In the end, as the new century began to dawn, neither did systems slip into chaos nor those countries who had done little to prepare for Y2K face significant technology glitches. Many skeptics even dismissed the Y2K bug as a hoax as though averting a potential threat (with bone crunching hard work) contradicted them of the expectation. They had built up in response to the speculations, warnings, and predictions of IT experts. However, the situation of red alert led to rise of a resource saving approach, wherein in the wake of the potential threat companies began to measure the financial benefits of every application in comparison to the costs of its maintenance and operations. The approach is known today as Application Portfolio Management (APM) which can be considered as an intersection of the enterprise wide portfolio management and IT oriented Project Portfolio Management (PPM).

Need for APM

While PPM is mainly project driven, APM brings into consideration various aspects such as dependencies, compatibility, and cost. This is more valued in today’s enterprise landscape where losing out in the ‘corporate race’ due to lack of a technical edge is every CIO’s concern. Yet, not all supposedly new offerings need necessarily be adopted nor should existing tools be replaced merely on grounds of market trends or in some instances, ‘marketed’ trends. Intense market competition on the other hands, fuels an unprecedented rate of mergers, acquisition and migrations placing all the more burden on enterprise architects whose job is to orchestrate a flexible, accommodating, workflow least affected by disruption such that they don’t claim chunks off the balance sheets. APM thus bridges organizational policy and IT strategies thereby increasing the CIO’s perspective visibility in the enterprise.

What to expect from an APM solution.

Early offerings of APM solutions were built for developers with little options for production monitoring. Higher cost of ownership and low scalability rendered them little suitable for modern applications. However, modern APM solutions have come a long way from their humble beginnings.  They now provide deep insights through end-user driven analytics.

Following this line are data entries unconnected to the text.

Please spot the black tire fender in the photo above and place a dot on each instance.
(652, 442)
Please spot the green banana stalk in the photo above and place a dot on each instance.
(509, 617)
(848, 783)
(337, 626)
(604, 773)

Simplified interface for users other than developers, improved time-to-value proportion, installation process with minimal manual definitions are added mutation of modern APM offerings. Support for DevOps, compatibility with cloud and virtualized environments are also among what enterprise can expect from modern APM vendors.

Leveraging Enterprise Architecture with APM

Strategizing is where all APM initiatives begin with, upon receiving the information related to productivity and utilization factor of existing applications, CIOs may then explore possibilities for inducting newer offerings/areas that could sustain or accelerate the organization’s growth. For a CIO to make thorough enquiry toward newer offerings, an APM tool should first answers similar enquiries in regards with the existing applications in place; such as: Does the system align to the business objectives? Would it reduce the TCO? What would be the cost of maintaining newer systems? Are they compatible with the existing workflow? How much of the functions in the newer system overlap with existing one and are there any distinctive innovations? Once a prospective route is identified, ways to optimally divert spending on existing project to the new approach can be formulated.